Aristotle's theory of forms is also tied up with his view that we have scientific knowledge of a primary substance only when we know what are usually called its "causes." The Greek word, aitia, which is translated as "causes" is probably better rendered as "that which explains." What this means is that what we know is known only if we are able to explain why our judgment is true, in our epistemological vocabulary, to "justify" it. Thus if the essence of being a dog includes being a quadruped, we are able to explain Fido's four legs by appeal to the form of dogness which is in him. So knowledge of the form or essence is in effect knowledge of the thing's causes, of what explains why it is what it is. In this way Aristotle's theory of knowledge is integrated with his metaphysics.
A full account of the Aristotelian account of the "causes" of a primary substance would require a complete tour through Aristotelian metaphysics, which is beyond present purposes. For epistemological purposes we need only note that the usual listing of the causes as of four different kinds does not conflict with what has been said about the Aristotelian theory of forms or essential natures as the objects of knowledge. Scholars are very far from agreement over Aristotle's view of the "causes", but the usual categorization which came down through history is the formal cause (i.e. the form in the substance), the agent or "efficient" cause (i.e. the being which brought this being into existence, the "creator" from which it comes), the final or teleological cause (i.e. the goal or purpose (telos) towards which it "moves"), and the material cause (i.e. that which "individuates" this particular substance from the other substances which are members of this infimae species).
In the development of his metaphysics on the one hand Aristotle's conception of the forms as "entelechies" ultimately identifies both the agent cause and the final cause with the form in the substance.
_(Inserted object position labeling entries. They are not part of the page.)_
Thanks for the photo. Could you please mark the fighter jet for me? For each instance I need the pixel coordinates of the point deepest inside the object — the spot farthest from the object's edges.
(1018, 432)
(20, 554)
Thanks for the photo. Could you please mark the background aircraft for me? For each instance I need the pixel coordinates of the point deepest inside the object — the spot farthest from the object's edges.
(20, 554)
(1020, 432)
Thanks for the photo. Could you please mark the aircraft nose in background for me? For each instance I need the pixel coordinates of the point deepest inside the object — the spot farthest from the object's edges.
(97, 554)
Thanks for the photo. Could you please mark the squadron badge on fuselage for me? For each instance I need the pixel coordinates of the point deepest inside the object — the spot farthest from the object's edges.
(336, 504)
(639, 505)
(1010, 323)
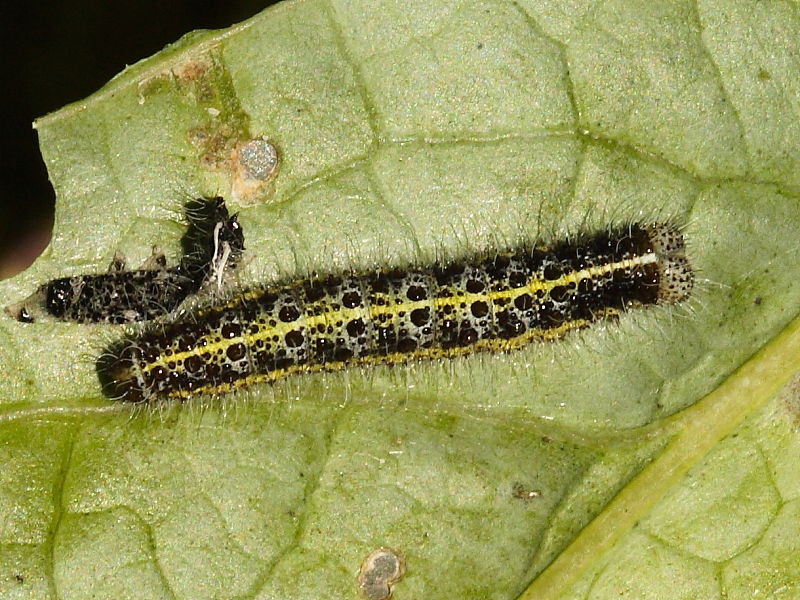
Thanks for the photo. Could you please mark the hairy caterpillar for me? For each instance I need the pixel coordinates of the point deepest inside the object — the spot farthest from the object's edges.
(212, 242)
(329, 322)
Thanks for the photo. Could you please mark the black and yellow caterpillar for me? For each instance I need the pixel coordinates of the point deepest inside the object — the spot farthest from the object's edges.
(330, 322)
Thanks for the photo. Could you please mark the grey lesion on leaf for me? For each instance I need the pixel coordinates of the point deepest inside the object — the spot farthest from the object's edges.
(221, 135)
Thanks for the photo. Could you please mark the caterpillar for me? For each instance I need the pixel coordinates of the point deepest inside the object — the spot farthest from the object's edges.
(330, 322)
(213, 242)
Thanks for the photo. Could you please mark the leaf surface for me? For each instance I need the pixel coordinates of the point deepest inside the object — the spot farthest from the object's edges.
(649, 458)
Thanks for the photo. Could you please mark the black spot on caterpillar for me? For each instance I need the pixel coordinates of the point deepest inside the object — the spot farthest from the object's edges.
(213, 242)
(330, 322)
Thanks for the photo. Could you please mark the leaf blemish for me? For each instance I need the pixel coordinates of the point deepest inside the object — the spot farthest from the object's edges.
(379, 572)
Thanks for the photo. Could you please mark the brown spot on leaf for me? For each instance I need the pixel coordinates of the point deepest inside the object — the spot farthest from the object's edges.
(379, 572)
(522, 492)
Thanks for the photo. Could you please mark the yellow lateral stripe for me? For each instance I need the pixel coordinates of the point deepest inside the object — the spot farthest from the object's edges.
(484, 345)
(346, 314)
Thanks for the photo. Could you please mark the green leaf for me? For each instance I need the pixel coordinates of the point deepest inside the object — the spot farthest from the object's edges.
(650, 458)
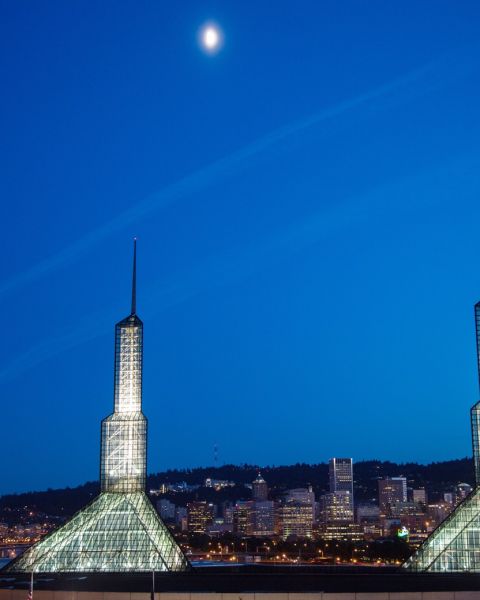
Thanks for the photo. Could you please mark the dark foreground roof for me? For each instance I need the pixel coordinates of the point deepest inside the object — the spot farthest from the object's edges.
(253, 579)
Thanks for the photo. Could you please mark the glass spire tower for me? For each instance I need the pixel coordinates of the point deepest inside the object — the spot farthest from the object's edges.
(119, 531)
(455, 545)
(124, 433)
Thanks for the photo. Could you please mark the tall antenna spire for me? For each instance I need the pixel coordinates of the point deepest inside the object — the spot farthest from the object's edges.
(134, 278)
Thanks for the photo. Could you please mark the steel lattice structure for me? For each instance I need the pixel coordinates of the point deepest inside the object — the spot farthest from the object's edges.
(119, 531)
(455, 545)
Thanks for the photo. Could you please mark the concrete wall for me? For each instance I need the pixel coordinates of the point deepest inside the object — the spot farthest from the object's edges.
(60, 595)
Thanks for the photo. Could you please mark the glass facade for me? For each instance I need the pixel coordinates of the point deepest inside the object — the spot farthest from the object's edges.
(455, 545)
(475, 420)
(114, 533)
(124, 433)
(119, 531)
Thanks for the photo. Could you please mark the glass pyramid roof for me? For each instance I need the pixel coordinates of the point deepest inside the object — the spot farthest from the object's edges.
(455, 545)
(114, 533)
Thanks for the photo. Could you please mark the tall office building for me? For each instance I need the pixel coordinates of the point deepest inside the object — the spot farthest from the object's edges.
(340, 475)
(199, 516)
(390, 491)
(259, 488)
(263, 518)
(119, 531)
(453, 546)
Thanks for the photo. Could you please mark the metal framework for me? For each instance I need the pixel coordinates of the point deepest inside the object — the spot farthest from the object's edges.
(116, 532)
(455, 545)
(119, 531)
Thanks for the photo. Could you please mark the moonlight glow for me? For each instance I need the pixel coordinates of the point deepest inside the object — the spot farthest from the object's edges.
(211, 38)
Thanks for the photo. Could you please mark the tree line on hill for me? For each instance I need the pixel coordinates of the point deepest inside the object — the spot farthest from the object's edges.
(436, 477)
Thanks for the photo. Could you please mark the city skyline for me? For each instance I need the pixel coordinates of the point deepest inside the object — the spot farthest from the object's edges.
(307, 208)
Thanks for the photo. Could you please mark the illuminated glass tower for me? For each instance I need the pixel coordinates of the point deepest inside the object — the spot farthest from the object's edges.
(454, 545)
(119, 531)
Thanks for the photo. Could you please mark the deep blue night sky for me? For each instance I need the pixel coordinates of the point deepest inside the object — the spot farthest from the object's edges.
(307, 205)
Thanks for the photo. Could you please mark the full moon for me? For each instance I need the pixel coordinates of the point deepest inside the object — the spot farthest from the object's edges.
(211, 38)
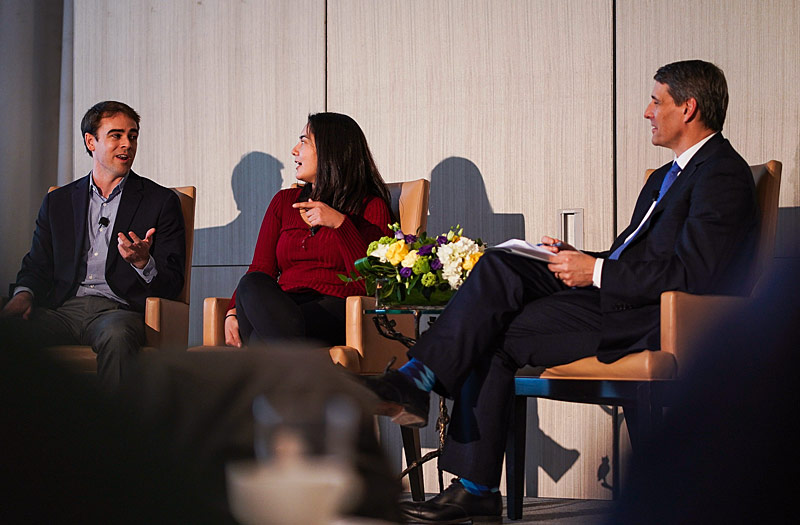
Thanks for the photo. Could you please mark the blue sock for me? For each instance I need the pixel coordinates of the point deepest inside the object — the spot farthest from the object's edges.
(419, 373)
(477, 489)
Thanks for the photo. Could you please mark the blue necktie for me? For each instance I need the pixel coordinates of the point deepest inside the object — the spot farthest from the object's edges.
(669, 178)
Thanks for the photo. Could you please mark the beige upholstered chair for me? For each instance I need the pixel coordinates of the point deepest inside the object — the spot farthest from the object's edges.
(166, 321)
(640, 382)
(365, 351)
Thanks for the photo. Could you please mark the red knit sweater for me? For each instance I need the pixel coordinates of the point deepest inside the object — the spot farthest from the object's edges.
(286, 250)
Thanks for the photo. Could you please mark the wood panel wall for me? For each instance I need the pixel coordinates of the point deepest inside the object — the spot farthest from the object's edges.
(506, 106)
(756, 44)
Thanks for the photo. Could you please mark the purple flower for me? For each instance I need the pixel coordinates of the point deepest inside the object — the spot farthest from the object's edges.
(425, 250)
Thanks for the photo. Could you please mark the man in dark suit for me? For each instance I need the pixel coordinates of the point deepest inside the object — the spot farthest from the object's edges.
(76, 286)
(693, 229)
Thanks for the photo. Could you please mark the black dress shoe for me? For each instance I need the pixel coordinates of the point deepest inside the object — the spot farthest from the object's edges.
(400, 398)
(455, 506)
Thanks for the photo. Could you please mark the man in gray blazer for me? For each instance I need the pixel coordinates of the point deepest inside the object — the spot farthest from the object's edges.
(102, 244)
(693, 229)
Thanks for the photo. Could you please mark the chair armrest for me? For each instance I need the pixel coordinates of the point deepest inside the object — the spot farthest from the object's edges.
(166, 323)
(686, 317)
(347, 357)
(214, 310)
(376, 351)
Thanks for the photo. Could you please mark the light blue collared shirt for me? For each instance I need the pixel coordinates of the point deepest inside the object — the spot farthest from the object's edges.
(98, 239)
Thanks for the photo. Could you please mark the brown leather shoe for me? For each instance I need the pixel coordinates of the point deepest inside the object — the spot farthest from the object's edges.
(455, 506)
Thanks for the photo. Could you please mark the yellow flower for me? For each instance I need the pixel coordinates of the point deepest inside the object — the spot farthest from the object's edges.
(397, 252)
(471, 260)
(410, 258)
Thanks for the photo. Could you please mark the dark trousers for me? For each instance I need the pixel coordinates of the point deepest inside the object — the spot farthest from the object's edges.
(267, 313)
(509, 313)
(114, 333)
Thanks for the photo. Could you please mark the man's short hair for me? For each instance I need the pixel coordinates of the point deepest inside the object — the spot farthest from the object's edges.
(702, 81)
(91, 120)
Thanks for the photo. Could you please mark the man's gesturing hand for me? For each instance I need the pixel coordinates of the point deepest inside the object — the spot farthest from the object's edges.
(135, 250)
(572, 267)
(21, 305)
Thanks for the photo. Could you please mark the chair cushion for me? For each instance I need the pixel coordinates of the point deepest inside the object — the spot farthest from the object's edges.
(645, 365)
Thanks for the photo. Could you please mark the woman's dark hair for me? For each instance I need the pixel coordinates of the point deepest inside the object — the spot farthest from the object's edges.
(346, 171)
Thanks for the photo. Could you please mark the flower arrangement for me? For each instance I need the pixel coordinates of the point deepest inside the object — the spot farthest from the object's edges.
(407, 269)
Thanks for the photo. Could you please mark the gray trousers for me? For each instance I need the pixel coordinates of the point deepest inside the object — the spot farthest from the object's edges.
(114, 333)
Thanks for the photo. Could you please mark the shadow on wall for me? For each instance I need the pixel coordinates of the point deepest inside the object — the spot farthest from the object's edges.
(255, 179)
(787, 240)
(458, 196)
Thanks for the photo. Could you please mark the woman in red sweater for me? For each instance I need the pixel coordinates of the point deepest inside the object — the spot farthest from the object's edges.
(309, 236)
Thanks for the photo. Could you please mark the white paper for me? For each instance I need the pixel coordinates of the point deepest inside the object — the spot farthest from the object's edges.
(525, 249)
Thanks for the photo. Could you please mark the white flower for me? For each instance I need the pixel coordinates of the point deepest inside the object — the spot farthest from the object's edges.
(452, 256)
(380, 252)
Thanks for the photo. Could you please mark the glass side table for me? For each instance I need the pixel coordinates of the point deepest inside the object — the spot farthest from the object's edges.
(386, 327)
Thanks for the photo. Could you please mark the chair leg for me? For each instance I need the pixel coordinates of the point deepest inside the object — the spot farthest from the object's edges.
(641, 416)
(615, 477)
(413, 450)
(515, 458)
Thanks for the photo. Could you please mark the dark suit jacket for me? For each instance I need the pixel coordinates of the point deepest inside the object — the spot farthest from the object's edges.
(700, 239)
(52, 267)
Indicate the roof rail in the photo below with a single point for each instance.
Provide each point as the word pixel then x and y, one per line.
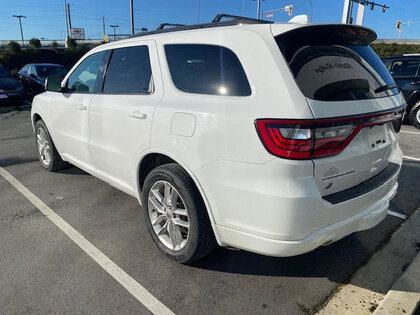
pixel 162 26
pixel 219 18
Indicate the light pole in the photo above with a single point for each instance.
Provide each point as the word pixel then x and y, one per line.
pixel 114 26
pixel 20 23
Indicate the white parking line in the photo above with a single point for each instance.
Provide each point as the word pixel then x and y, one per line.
pixel 411 158
pixel 412 132
pixel 131 285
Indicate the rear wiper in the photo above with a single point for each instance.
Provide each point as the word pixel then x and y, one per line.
pixel 385 88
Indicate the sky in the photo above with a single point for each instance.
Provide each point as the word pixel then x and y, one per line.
pixel 46 18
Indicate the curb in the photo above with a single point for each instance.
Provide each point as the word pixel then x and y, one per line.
pixel 404 295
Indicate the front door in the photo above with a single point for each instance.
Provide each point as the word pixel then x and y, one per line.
pixel 71 107
pixel 120 117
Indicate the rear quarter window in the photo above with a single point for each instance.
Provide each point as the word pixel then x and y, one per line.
pixel 206 69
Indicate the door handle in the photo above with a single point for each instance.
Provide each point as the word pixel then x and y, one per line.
pixel 138 115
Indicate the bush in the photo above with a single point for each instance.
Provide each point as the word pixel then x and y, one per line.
pixel 35 43
pixel 13 47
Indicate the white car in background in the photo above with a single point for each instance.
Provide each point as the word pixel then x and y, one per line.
pixel 272 138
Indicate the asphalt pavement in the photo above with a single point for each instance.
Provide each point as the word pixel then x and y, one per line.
pixel 43 271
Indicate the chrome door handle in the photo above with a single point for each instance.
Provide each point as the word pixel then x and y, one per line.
pixel 138 115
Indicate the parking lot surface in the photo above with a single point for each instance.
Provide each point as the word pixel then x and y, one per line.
pixel 43 271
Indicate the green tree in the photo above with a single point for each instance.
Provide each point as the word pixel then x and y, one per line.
pixel 35 43
pixel 13 47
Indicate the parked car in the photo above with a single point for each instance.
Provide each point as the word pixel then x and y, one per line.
pixel 405 70
pixel 33 75
pixel 11 91
pixel 271 138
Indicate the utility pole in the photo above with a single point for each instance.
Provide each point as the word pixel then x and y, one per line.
pixel 67 21
pixel 68 12
pixel 114 26
pixel 20 23
pixel 198 12
pixel 132 17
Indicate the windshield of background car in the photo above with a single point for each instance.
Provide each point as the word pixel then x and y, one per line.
pixel 46 71
pixel 328 66
pixel 4 73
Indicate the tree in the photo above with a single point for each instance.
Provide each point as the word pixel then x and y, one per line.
pixel 71 43
pixel 35 43
pixel 13 47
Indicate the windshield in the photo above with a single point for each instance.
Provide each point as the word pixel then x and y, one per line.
pixel 46 71
pixel 336 70
pixel 4 73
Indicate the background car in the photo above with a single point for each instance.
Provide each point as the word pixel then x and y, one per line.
pixel 405 70
pixel 33 75
pixel 11 90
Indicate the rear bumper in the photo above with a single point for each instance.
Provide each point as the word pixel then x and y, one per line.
pixel 276 208
pixel 331 233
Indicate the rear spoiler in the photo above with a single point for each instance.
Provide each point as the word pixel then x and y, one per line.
pixel 317 34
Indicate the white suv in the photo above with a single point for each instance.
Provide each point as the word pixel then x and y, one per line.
pixel 272 138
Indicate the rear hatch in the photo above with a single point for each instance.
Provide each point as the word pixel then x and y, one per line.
pixel 355 104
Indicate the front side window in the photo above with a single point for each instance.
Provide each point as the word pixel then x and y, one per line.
pixel 85 77
pixel 405 68
pixel 206 69
pixel 129 71
pixel 329 67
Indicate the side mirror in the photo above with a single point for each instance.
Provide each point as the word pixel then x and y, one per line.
pixel 53 83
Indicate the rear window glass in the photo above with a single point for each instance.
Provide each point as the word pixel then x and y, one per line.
pixel 129 71
pixel 206 69
pixel 405 68
pixel 330 70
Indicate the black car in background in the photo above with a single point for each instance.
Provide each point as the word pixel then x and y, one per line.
pixel 11 90
pixel 33 75
pixel 405 70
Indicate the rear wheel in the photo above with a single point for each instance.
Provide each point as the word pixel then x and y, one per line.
pixel 415 115
pixel 48 156
pixel 175 214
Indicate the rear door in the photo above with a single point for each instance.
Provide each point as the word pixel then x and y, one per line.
pixel 343 81
pixel 120 117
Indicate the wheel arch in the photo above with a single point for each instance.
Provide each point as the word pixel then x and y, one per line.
pixel 150 158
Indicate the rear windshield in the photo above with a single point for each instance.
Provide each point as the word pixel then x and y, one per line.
pixel 332 68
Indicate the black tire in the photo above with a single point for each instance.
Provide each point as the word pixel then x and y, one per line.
pixel 55 163
pixel 414 115
pixel 201 240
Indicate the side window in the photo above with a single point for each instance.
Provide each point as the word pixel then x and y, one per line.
pixel 88 76
pixel 405 68
pixel 129 71
pixel 206 69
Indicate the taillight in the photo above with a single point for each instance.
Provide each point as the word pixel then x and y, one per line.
pixel 309 139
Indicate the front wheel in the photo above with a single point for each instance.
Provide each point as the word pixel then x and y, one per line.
pixel 48 156
pixel 415 115
pixel 175 214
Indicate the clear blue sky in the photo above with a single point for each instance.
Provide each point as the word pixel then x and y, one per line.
pixel 45 18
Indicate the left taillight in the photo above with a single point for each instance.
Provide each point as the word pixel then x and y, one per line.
pixel 309 139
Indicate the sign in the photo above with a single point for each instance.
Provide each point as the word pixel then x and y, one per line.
pixel 77 33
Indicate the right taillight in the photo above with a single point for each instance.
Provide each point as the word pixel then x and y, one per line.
pixel 315 138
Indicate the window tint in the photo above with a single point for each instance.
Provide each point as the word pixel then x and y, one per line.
pixel 405 68
pixel 85 76
pixel 329 68
pixel 206 69
pixel 129 71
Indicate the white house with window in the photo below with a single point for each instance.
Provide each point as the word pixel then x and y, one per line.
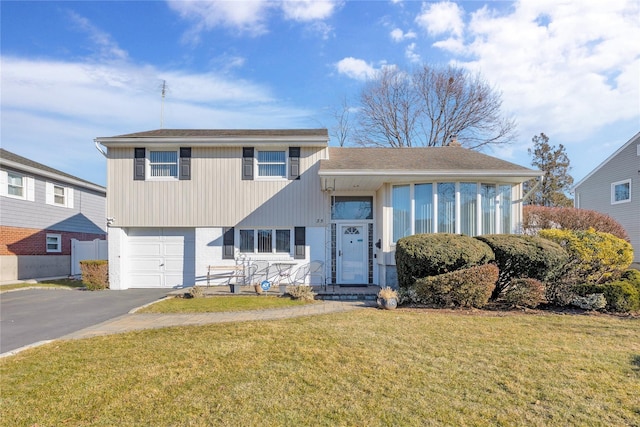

The material cause as that which is purely particular and exhibits no form whatsoever, totally unformed matter or "prime matter" becomes entirely unknowable.
Thus the conclusion of Aristotle's metaphysics is that -as a necessary and sufficient condition for "knowledge"- we have knowledge of the basic truths of a "science" concerned with the primary substances of a certain natural kind if and only if the mind (from experience of memories provided by sensation) grasps the universal form common to all substances of that natural kind.